The rest is Part 1’s generation, with a docs-tuned prompt: answer only from the excerpts, and cite them by number. After streaming the answer, we print the sources so every claim is traceable to a doc page.

var context = string.Join("\n\n", hits.Select((h, i) =>
    $"[{i + 1}] {h.Chunk.Breadcrumb} ({h.Chunk.Url})\n{h.Chunk.Content}"));

var prompt =
    $"""
    You are a precise documentation assistant for the Marten .NET library.
    Answer the question using ONLY the documentation excerpts below. Cite the excerpts you
    use by their bracketed number, like [2]. If the excerpts do not contain the answer, say
    you don't know rather than guessing.

    EXCERPTS:
    {context}

    QUESTION: {question}

    ANSWER:
    """;

Asked a real question, llama3.2 answers from the retrieved passages and grounds the code in them:

$ dotnet run -- docs-search "How do I enable pgvector in Marten and store an embedding on a document?"
10 relevant chunk(s); using the top 10. Asking llama3.2 ...

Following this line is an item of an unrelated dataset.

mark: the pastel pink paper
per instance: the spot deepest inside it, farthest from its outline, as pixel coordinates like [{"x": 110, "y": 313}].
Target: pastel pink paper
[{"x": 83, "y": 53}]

To enable pgvector in Marten and store an embedding on a document, you need to
follow these steps:

1. Add the Marten.PgVector NuGet package to your project.
2. Ensure your local PostgreSQL instance has the `vector` extension installed.
3. Call UsePgVector() when creating your DocumentStore.
4. Create a document type with a vector property:

    public class ProductWithVector
    {
        public Guid Id { get; set; }
        public float[]? Embedding { get; set; }   // stored in JSONB, cast to vector() at query time
    }

[... followed by the Sources list shown above ...]

The steps and the code are correct, drawn straight from the retrieved passages, and the Sources list above makes every page traceable. The “answer only from these excerpts” instruction is doing real work: with a small local model especially, grounding is what stops it from inventing a plausible-but-wrong API. One honest wrinkle: llama3.2 does not reliably honour the “cite by bracketed number” request inline, which is one more reason the Sources list earns its keep, and one more thing a sharper hosted model does better.

What carries over for free

Because this is the same stack, everything Part 1 built applies without change:

• The HNSW index is the same ISchemaObject, pointed at mt_doc_docchunk. Marten creates and tracks it like any other schema object.
• Swapping to a hosted model is still a one-line change. For a real internal docs assistant this is where I would reach for a frontier model: doc Q&A rewards a model that synthesises across several retrieved sections and refuses cleanly when the docs do not cover something, which is exactly where small local models struggle.

A few things I would tune for production

• Chunk size and overlap are the biggest levers on quality. Too small and a code sample gets cut from its explanation; too large and retrieval goes mushy again. Measure on real questions.
• Embed the breadcrumb. Prefixing the title and heading to each chunk’s embedding text is cheap and noticeably improves retrieval on short, keyword-light passages.
• Re-ingest on doc changes. The chunk Id is {source}:{path}#{index}, so re-running ingestion upserts a page’s chunks in place. A docs site that ships often wants this wired to a build step.
• Mix in versioning if your docs are versioned: a Version field on DocChunk plus a filter keeps answers from blending two major versions.

Wrapping up

The jump from “search movie plots” to “answer questions from real documentation” turned out to be small: one new document type and a markdown chunker. Storage, embeddings, vector search, indexing, caching, and generation all came straight from Part 1. The lesson is that the hard, interesting part of docs RAG is not the database or the model, it is turning your source material into well-sized, well-labelled chunks. Postgres and Marten handle the rest.

The full project, including the docs loader, the vendored corpus/docs.zip, and the docs-ingest and docs-search commands, is on GitHub at mysticmind/marten-pgvector-rag. Point it at your own docs and you have a cited Q&A assistant over them in an afternoon.